From its inception, it was always the aim of the EU that their should be no border controls when travelling within the member states. 25 of the members have now signed up to the relevant provisions of the Schengen Treaty, so anyone (even non-EU citizens) can travel freely between, for example, Sweden and Portugal or France and Slovakia. (That statement refers to the restrictions, or lack of them, applied by immigration authorities. Airlines and other carriers might still require some form of ID).
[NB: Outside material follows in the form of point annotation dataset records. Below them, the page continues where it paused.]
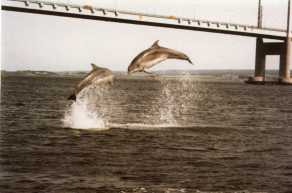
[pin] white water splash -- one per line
(83, 113)
(167, 105)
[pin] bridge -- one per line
(281, 47)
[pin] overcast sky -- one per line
(38, 42)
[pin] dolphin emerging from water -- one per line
(154, 55)
(97, 75)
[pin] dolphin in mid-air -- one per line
(97, 75)
(154, 55)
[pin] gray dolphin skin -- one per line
(97, 75)
(154, 55)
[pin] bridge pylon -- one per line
(283, 49)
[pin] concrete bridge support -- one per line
(285, 63)
(260, 61)
(272, 48)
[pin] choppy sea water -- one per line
(152, 135)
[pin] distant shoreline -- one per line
(214, 75)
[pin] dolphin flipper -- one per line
(72, 97)
(155, 44)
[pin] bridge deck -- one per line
(111, 15)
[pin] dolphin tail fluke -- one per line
(72, 97)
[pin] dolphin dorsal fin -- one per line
(94, 67)
(155, 44)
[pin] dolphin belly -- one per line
(153, 61)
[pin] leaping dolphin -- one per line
(154, 55)
(97, 75)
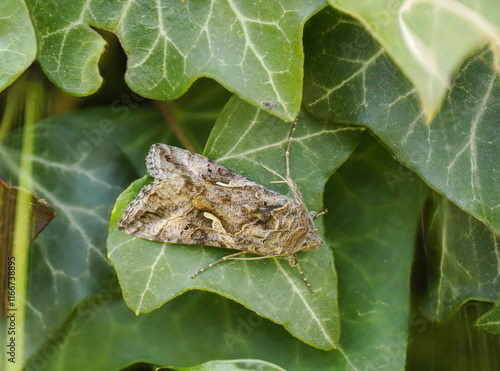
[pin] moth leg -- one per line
(227, 257)
(314, 215)
(292, 258)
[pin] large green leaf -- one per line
(370, 225)
(464, 259)
(254, 49)
(152, 273)
(81, 162)
(457, 154)
(491, 321)
(17, 41)
(429, 39)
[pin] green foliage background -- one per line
(398, 137)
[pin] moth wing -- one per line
(163, 211)
(163, 161)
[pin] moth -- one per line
(194, 200)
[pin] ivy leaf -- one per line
(464, 259)
(371, 227)
(457, 154)
(17, 41)
(421, 37)
(254, 49)
(68, 262)
(491, 321)
(152, 273)
(232, 365)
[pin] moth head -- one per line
(312, 241)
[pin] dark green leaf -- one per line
(254, 49)
(428, 40)
(370, 224)
(152, 273)
(464, 259)
(457, 154)
(79, 169)
(17, 41)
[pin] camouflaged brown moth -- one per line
(194, 200)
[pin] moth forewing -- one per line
(194, 200)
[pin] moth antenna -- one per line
(304, 278)
(227, 257)
(287, 154)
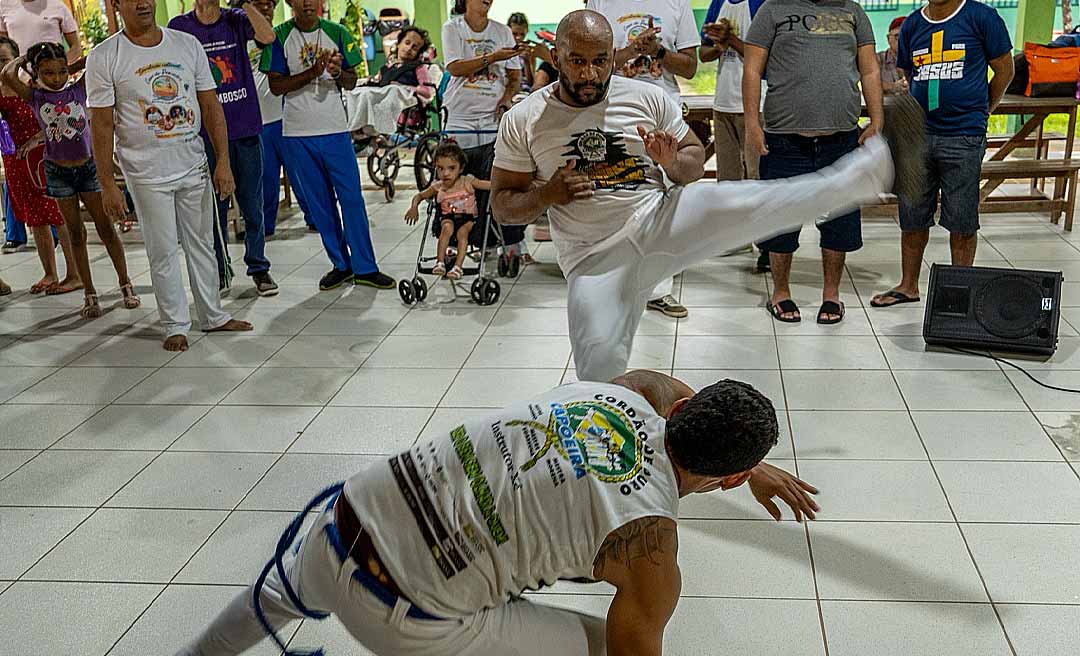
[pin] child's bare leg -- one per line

Only two EU countries haven't signed up to 'Schengen'. One of them, Ireland, would like to do so but it can't because it has an existing 'open border' agreement with the ONLY EU country which still refuses to sign up to Schengen. That, of course, is the UK. (Our politicians are too terrified of the rantings of the Daily Mail, etc to propose joining Schengen). So UK (and Irish citizens) have been left disadvantaged.
Even before the Schengen agreement, any EU citizen could use their national identity card, instead of a passport, to travel within the EU. (That remains true). So, for example, a French citizen doesn't need a passport to travel between France and the UK (or vice versa). He can simply show his national identity card. But, because our coalition Government has abandoned the introduction of ID cards (which would have been far cheaper than a passport) UK citizens can't do the same.
So UK citizens require a passport to travel to ANY other country (except Ireland).